Il se tourne vers nous pour nous dévisager un moment.

- On les force à nous accepter à bord, déclare-t-il finalement avant de filer vers un des gros camions bâché sans nous laisser le temps de protester.

J'échange un regard abasourdit avec Tracy qui, se remettant plus vite, s'enfile rapidement à sa suite. Je ferme encore une fois la marche, longeant les murs tagués de la rue ancienne avec tout la discrétion qu'il m'est possible.

Nous nous glissons rapidement dans la remorque du camion visé et soulevons des chuchotements fébriles à notre entrée. D'abord agacé, je me rends compte que c'est surtout de l'admiration qui agite les soldats. C'est vrai que des russes n'ont sans doute jamais vu de garçon aux cheveux blonds savamment décoiffés et aux grands ailes blanches leur faire ainsi face, nous sommes donc tombés devant des humains.

- Nous ne vous voulons aucun... commence Tracy en levant les mains en signe d'apaisement, coupée par leurs grognements étouffés suite au brusque courant d'air qui rabat violement les cols de leurs manteaux sur leurs bouches. Wally !

La pyrokinésiste foudroie le garçon du regard, mais il ne tourne même pas la tête vers elle.

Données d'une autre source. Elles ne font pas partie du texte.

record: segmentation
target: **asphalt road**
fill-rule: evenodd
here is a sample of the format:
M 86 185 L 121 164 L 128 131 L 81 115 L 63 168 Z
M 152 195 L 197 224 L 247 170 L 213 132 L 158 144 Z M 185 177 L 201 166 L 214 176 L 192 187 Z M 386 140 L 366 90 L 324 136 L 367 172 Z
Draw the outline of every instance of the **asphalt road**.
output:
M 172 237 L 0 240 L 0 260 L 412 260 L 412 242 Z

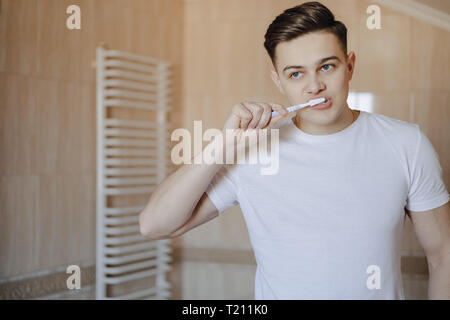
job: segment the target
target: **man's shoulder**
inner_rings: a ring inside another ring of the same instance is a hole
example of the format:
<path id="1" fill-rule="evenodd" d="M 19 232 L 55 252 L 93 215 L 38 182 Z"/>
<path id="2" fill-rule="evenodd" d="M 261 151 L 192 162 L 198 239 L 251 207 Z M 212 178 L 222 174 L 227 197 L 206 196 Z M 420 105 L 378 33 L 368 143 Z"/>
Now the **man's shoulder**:
<path id="1" fill-rule="evenodd" d="M 408 144 L 419 136 L 420 126 L 416 123 L 370 112 L 367 118 L 370 133 L 378 132 L 393 142 Z"/>
<path id="2" fill-rule="evenodd" d="M 367 118 L 370 138 L 382 140 L 402 159 L 414 157 L 421 132 L 418 124 L 377 113 L 368 113 Z"/>
<path id="3" fill-rule="evenodd" d="M 415 131 L 416 128 L 419 126 L 416 123 L 396 119 L 396 118 L 389 117 L 389 116 L 381 114 L 381 113 L 372 113 L 372 112 L 366 112 L 366 113 L 368 115 L 369 121 L 371 121 L 377 125 L 383 126 L 385 128 L 392 127 L 393 129 L 397 129 L 397 130 Z"/>

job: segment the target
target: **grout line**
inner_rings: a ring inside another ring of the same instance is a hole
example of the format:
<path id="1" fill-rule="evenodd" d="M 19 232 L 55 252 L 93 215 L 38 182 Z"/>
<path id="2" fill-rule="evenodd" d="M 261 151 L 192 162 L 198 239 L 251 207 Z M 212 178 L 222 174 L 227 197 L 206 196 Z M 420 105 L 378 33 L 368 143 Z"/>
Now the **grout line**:
<path id="1" fill-rule="evenodd" d="M 414 100 L 414 92 L 409 93 L 409 122 L 414 123 L 415 119 L 415 100 Z"/>
<path id="2" fill-rule="evenodd" d="M 43 297 L 37 297 L 37 298 L 31 299 L 31 300 L 60 300 L 63 297 L 76 296 L 80 293 L 86 293 L 86 292 L 90 292 L 90 291 L 95 292 L 95 284 L 87 285 L 80 289 L 73 289 L 73 290 L 67 289 L 66 291 L 63 291 L 63 292 L 50 294 L 48 296 L 43 296 Z"/>
<path id="3" fill-rule="evenodd" d="M 89 267 L 95 266 L 95 261 L 73 262 L 73 263 L 68 264 L 67 266 L 58 266 L 58 267 L 54 267 L 54 268 L 50 268 L 50 269 L 46 269 L 46 270 L 42 270 L 42 271 L 28 273 L 25 275 L 18 275 L 18 276 L 3 278 L 3 279 L 0 279 L 0 284 L 5 284 L 5 283 L 9 283 L 9 282 L 14 282 L 14 281 L 27 280 L 27 279 L 32 279 L 32 278 L 36 278 L 36 277 L 48 276 L 48 275 L 55 274 L 55 273 L 66 272 L 67 267 L 69 265 L 73 265 L 73 264 L 78 265 L 80 268 L 89 268 Z"/>

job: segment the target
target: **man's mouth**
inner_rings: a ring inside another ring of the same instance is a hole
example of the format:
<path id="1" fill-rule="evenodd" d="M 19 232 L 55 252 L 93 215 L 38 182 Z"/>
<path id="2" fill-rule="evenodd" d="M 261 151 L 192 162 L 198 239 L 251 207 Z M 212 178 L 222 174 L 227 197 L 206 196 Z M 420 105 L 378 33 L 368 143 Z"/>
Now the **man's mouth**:
<path id="1" fill-rule="evenodd" d="M 322 109 L 327 109 L 327 108 L 331 107 L 331 98 L 329 98 L 329 97 L 322 97 L 322 98 L 325 98 L 325 102 L 316 104 L 315 106 L 312 106 L 311 108 L 315 109 L 315 110 L 322 110 Z"/>

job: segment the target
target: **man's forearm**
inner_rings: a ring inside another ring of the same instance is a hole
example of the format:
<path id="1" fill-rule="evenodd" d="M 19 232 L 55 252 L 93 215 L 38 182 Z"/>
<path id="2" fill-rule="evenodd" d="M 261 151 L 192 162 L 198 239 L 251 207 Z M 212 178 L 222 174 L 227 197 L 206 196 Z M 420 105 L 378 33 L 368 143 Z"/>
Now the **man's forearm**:
<path id="1" fill-rule="evenodd" d="M 450 300 L 450 257 L 429 269 L 428 299 Z"/>
<path id="2" fill-rule="evenodd" d="M 158 185 L 150 200 L 139 215 L 142 234 L 166 235 L 177 230 L 192 215 L 193 210 L 212 178 L 223 166 L 220 163 L 195 164 L 196 159 L 215 150 L 210 142 L 201 152 L 191 158 L 190 163 L 183 164 Z M 217 149 L 222 157 L 224 150 Z"/>

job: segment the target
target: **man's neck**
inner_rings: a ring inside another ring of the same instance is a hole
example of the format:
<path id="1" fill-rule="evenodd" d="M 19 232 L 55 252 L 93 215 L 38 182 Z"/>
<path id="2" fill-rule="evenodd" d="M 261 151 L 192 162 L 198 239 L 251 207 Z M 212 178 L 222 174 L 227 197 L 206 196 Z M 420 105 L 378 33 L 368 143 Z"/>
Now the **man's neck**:
<path id="1" fill-rule="evenodd" d="M 312 134 L 312 135 L 328 135 L 333 134 L 339 131 L 344 130 L 349 125 L 351 125 L 359 116 L 359 111 L 352 110 L 348 106 L 344 110 L 344 112 L 341 113 L 340 117 L 336 119 L 336 121 L 332 124 L 329 124 L 327 126 L 318 126 L 313 123 L 307 122 L 299 117 L 299 115 L 296 115 L 293 119 L 294 124 L 297 128 L 299 128 L 301 131 Z"/>

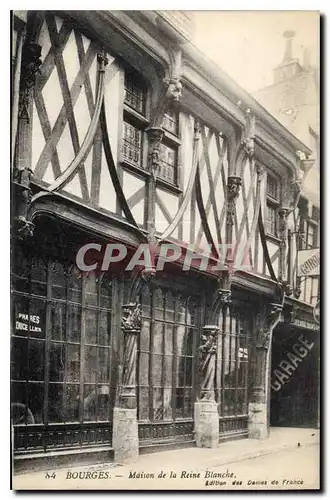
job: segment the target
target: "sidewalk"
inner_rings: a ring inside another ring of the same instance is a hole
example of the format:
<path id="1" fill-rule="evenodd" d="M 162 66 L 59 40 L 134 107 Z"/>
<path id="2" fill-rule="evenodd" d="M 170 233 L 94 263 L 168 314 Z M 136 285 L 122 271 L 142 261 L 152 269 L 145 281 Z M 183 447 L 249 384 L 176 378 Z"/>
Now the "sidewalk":
<path id="1" fill-rule="evenodd" d="M 74 481 L 66 481 L 68 471 L 74 474 L 87 473 L 88 471 L 108 471 L 108 475 L 112 479 L 122 478 L 127 479 L 132 471 L 136 473 L 154 474 L 155 478 L 160 471 L 182 470 L 186 471 L 205 471 L 211 470 L 220 466 L 227 466 L 242 462 L 250 458 L 270 455 L 280 451 L 294 450 L 301 447 L 309 447 L 319 443 L 319 430 L 317 429 L 297 429 L 297 428 L 272 428 L 270 437 L 265 440 L 258 439 L 242 439 L 220 443 L 217 448 L 184 448 L 171 451 L 163 451 L 140 455 L 135 463 L 119 464 L 119 463 L 104 463 L 97 465 L 73 466 L 58 468 L 56 470 L 57 479 L 52 481 L 48 479 L 45 482 L 46 472 L 29 472 L 15 475 L 13 478 L 13 487 L 15 489 L 60 489 L 60 488 L 77 488 L 72 483 Z M 104 472 L 103 472 L 104 475 Z M 137 478 L 138 479 L 138 478 Z M 111 487 L 120 489 L 120 479 L 116 479 L 118 484 L 111 481 Z M 64 486 L 64 483 L 65 486 Z M 78 479 L 79 481 L 79 479 Z M 69 484 L 70 483 L 70 484 Z M 88 483 L 88 484 L 87 484 Z M 84 481 L 84 485 L 88 489 L 103 489 L 107 488 L 105 481 L 99 479 L 97 481 Z M 79 485 L 82 489 L 83 486 Z M 109 488 L 109 486 L 108 486 Z M 139 488 L 138 488 L 139 489 Z"/>

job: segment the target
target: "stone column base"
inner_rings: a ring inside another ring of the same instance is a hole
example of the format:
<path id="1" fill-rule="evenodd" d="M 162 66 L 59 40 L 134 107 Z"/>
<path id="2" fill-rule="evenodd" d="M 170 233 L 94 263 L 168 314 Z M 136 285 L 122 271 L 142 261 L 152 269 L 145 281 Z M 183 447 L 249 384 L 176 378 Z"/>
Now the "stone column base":
<path id="1" fill-rule="evenodd" d="M 219 444 L 219 414 L 215 401 L 197 401 L 194 405 L 196 444 L 216 448 Z"/>
<path id="2" fill-rule="evenodd" d="M 115 462 L 134 462 L 138 458 L 139 436 L 136 408 L 114 408 L 112 446 Z"/>
<path id="3" fill-rule="evenodd" d="M 252 439 L 269 437 L 267 403 L 249 403 L 248 433 Z"/>

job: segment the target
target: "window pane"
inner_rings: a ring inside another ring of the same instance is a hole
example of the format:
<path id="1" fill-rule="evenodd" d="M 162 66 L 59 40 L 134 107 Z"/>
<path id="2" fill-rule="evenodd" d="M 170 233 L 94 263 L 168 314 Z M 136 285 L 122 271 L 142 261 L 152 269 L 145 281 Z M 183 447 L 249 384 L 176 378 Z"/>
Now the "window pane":
<path id="1" fill-rule="evenodd" d="M 79 420 L 79 385 L 67 384 L 65 387 L 65 421 Z"/>
<path id="2" fill-rule="evenodd" d="M 85 302 L 88 306 L 97 306 L 97 281 L 94 274 L 89 274 L 85 282 Z"/>
<path id="3" fill-rule="evenodd" d="M 84 421 L 96 420 L 97 394 L 94 385 L 84 387 Z"/>
<path id="4" fill-rule="evenodd" d="M 66 284 L 65 267 L 61 262 L 55 262 L 52 266 L 52 297 L 65 300 Z"/>
<path id="5" fill-rule="evenodd" d="M 176 180 L 175 179 L 176 157 L 177 157 L 177 152 L 174 149 L 169 148 L 165 144 L 161 144 L 160 161 L 158 165 L 157 175 L 161 179 L 171 182 L 172 184 Z"/>
<path id="6" fill-rule="evenodd" d="M 99 345 L 110 346 L 111 313 L 99 312 Z"/>
<path id="7" fill-rule="evenodd" d="M 97 419 L 108 421 L 110 420 L 110 407 L 111 398 L 109 394 L 109 386 L 98 386 L 98 399 L 97 399 Z"/>
<path id="8" fill-rule="evenodd" d="M 66 305 L 62 302 L 51 303 L 51 338 L 65 340 Z"/>
<path id="9" fill-rule="evenodd" d="M 30 382 L 28 385 L 28 406 L 36 424 L 43 422 L 43 405 L 44 384 Z"/>
<path id="10" fill-rule="evenodd" d="M 49 353 L 49 380 L 51 382 L 64 380 L 65 361 L 65 344 L 51 342 Z"/>
<path id="11" fill-rule="evenodd" d="M 26 380 L 28 378 L 28 357 L 26 355 L 27 345 L 27 339 L 12 338 L 10 356 L 12 380 Z"/>
<path id="12" fill-rule="evenodd" d="M 162 354 L 163 352 L 163 323 L 159 323 L 158 321 L 154 324 L 153 331 L 153 352 Z"/>
<path id="13" fill-rule="evenodd" d="M 106 276 L 103 276 L 100 286 L 100 307 L 111 309 L 111 298 L 112 283 Z"/>
<path id="14" fill-rule="evenodd" d="M 154 354 L 152 357 L 152 385 L 153 386 L 162 386 L 162 374 L 163 374 L 163 357 Z"/>
<path id="15" fill-rule="evenodd" d="M 45 342 L 29 340 L 28 351 L 29 379 L 44 380 L 45 378 Z"/>
<path id="16" fill-rule="evenodd" d="M 266 212 L 266 231 L 277 236 L 277 212 L 276 208 L 267 203 Z"/>
<path id="17" fill-rule="evenodd" d="M 129 163 L 141 164 L 142 132 L 128 122 L 124 122 L 123 158 Z"/>
<path id="18" fill-rule="evenodd" d="M 80 342 L 81 308 L 68 304 L 68 341 Z"/>
<path id="19" fill-rule="evenodd" d="M 64 421 L 65 387 L 64 384 L 49 384 L 48 420 L 49 422 Z"/>
<path id="20" fill-rule="evenodd" d="M 149 418 L 149 388 L 139 389 L 139 420 Z"/>
<path id="21" fill-rule="evenodd" d="M 139 385 L 149 385 L 149 354 L 139 355 Z"/>
<path id="22" fill-rule="evenodd" d="M 46 296 L 47 294 L 47 262 L 35 258 L 31 266 L 31 293 Z"/>
<path id="23" fill-rule="evenodd" d="M 98 312 L 94 309 L 85 310 L 86 344 L 97 343 L 97 316 Z"/>
<path id="24" fill-rule="evenodd" d="M 270 174 L 267 174 L 267 195 L 278 199 L 278 181 Z"/>
<path id="25" fill-rule="evenodd" d="M 172 418 L 172 389 L 164 389 L 164 420 Z"/>
<path id="26" fill-rule="evenodd" d="M 79 382 L 80 379 L 80 346 L 67 345 L 67 381 Z"/>
<path id="27" fill-rule="evenodd" d="M 144 113 L 144 85 L 136 73 L 125 73 L 125 103 L 139 113 Z"/>
<path id="28" fill-rule="evenodd" d="M 110 349 L 99 347 L 99 379 L 98 382 L 109 383 L 110 380 Z"/>
<path id="29" fill-rule="evenodd" d="M 68 300 L 81 303 L 82 277 L 76 267 L 71 267 L 69 271 Z"/>
<path id="30" fill-rule="evenodd" d="M 161 420 L 163 417 L 163 397 L 162 389 L 153 389 L 153 409 L 154 420 Z"/>
<path id="31" fill-rule="evenodd" d="M 150 322 L 149 320 L 142 319 L 141 333 L 140 333 L 141 351 L 149 351 L 149 334 L 150 334 Z"/>
<path id="32" fill-rule="evenodd" d="M 13 424 L 34 424 L 34 416 L 27 404 L 27 384 L 25 382 L 13 382 L 11 384 L 11 401 Z"/>
<path id="33" fill-rule="evenodd" d="M 97 347 L 85 348 L 84 380 L 85 382 L 97 383 Z"/>

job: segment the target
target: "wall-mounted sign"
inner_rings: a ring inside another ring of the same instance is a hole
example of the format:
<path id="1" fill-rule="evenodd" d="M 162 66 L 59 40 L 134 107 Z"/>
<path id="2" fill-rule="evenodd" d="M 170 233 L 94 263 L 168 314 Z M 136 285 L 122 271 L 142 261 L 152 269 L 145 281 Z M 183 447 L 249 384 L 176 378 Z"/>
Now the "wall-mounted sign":
<path id="1" fill-rule="evenodd" d="M 298 252 L 297 276 L 320 275 L 320 249 L 300 250 Z"/>
<path id="2" fill-rule="evenodd" d="M 38 326 L 40 324 L 40 316 L 34 314 L 26 314 L 19 312 L 16 317 L 16 333 L 30 331 L 35 333 L 41 333 L 41 328 Z"/>

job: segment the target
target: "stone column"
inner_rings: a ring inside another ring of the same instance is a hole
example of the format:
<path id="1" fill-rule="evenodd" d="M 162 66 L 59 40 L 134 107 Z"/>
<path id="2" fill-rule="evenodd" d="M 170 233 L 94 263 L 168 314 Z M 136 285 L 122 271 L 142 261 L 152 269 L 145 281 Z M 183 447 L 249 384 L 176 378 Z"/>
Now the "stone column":
<path id="1" fill-rule="evenodd" d="M 269 436 L 271 343 L 282 308 L 282 304 L 265 305 L 257 315 L 252 344 L 254 363 L 250 371 L 253 386 L 249 400 L 249 438 L 264 439 Z"/>
<path id="2" fill-rule="evenodd" d="M 196 444 L 200 448 L 215 448 L 219 443 L 219 415 L 214 397 L 215 362 L 219 328 L 206 325 L 203 328 L 201 355 L 201 397 L 194 406 Z"/>
<path id="3" fill-rule="evenodd" d="M 112 444 L 116 462 L 131 462 L 139 455 L 136 404 L 137 336 L 141 331 L 141 306 L 123 307 L 121 329 L 124 334 L 124 363 L 117 406 L 113 411 Z"/>

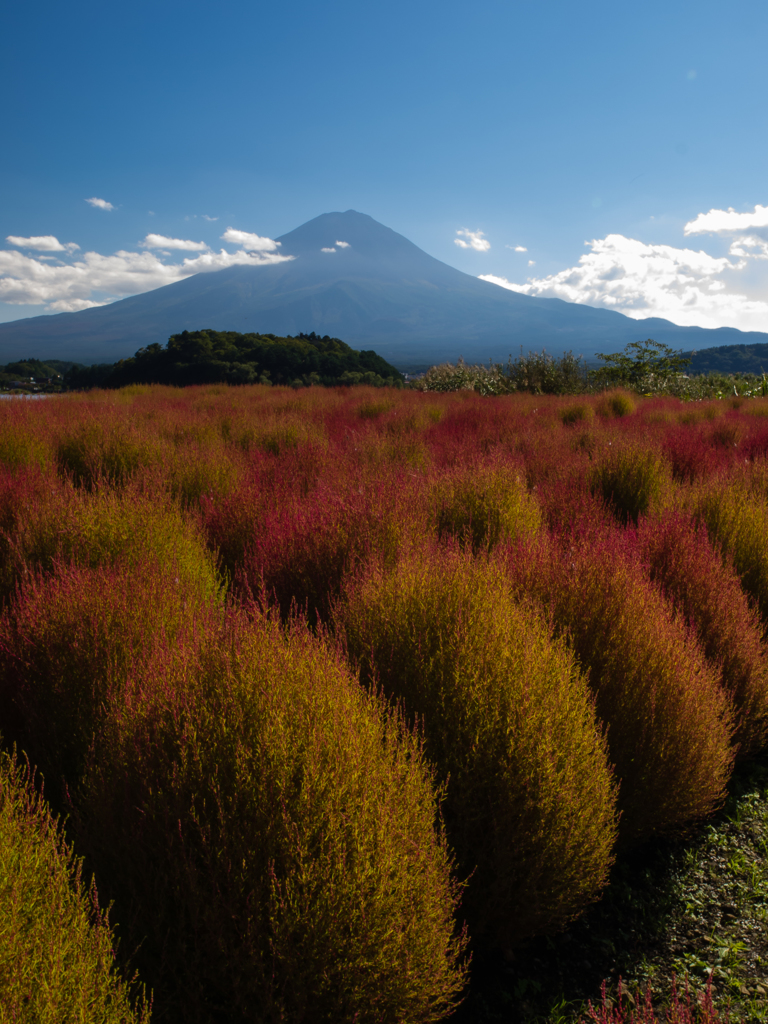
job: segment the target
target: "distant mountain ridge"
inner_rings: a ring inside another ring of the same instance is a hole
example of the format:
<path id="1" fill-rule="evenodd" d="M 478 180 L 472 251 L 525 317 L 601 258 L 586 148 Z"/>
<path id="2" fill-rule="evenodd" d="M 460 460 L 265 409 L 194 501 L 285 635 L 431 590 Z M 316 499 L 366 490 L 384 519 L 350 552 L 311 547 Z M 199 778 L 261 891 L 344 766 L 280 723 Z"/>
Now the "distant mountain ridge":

- Aucun risque, articule-t-il difficilement avant de s'asseoir, ou plutôt s'effondrer, au sol.

Je vais m'asseoir près de lui et l'attire contre une paroi du véhicule afin de caler son dos, cherchant à lui éviter toute dépense d'énergie inutile.

- Compris ? Pas un bruit ou je vous crame, lance Tracy aux soldats en enflammant sa paume, résignée à changer d'approche.

Après un regard à Wally pour l'encourager à relâcher son pouvoir, ce qu'il finit par faire, elle vient silencieusement s'asseoir près de nous. Même libérés, les soldats n'osent esquisser aucun mouvement, trop choqués par la menace de la pyrokinésiste. Nous nous serrons donc tous les trois sans faire de bruit, priant pour que les gardes à l'extérieur n'aient pas l'idée de faire le tour de leur convoi avant de repartir.

Prière exhaussée, nous sentons bientôt le moteur vrombir sous nous sans que personne ne nous ait repérés.

Quand nous démarrons, une partie de moi s'apaise en constant que nous sommes arrivés au bon moment.
Mais une autre se dit que nous aurions dû arriver plus tôt...
Enfin dans tout les cas, le principal sentiment que je ressens est la peur face à ce qui nous attend. Et mon cerveau bouillonnant s'en donne à cœur joie à imaginer toute sorte de scénario possible.

Mais un des pires, et malheureusement un des plus réaliste, met en jeu un élément qui me déplait au plus haut point.
Et si mon impression est bonne, je n'ai pas envie de faillir à mon rôle.

Un plan se met lentement en place dans ma tête. Oui, je vais devoir agir.
Si elle est du combat, hors de question que je la laisse encore nous échapper. Tout est à cause de moi, et il est temps que je paie.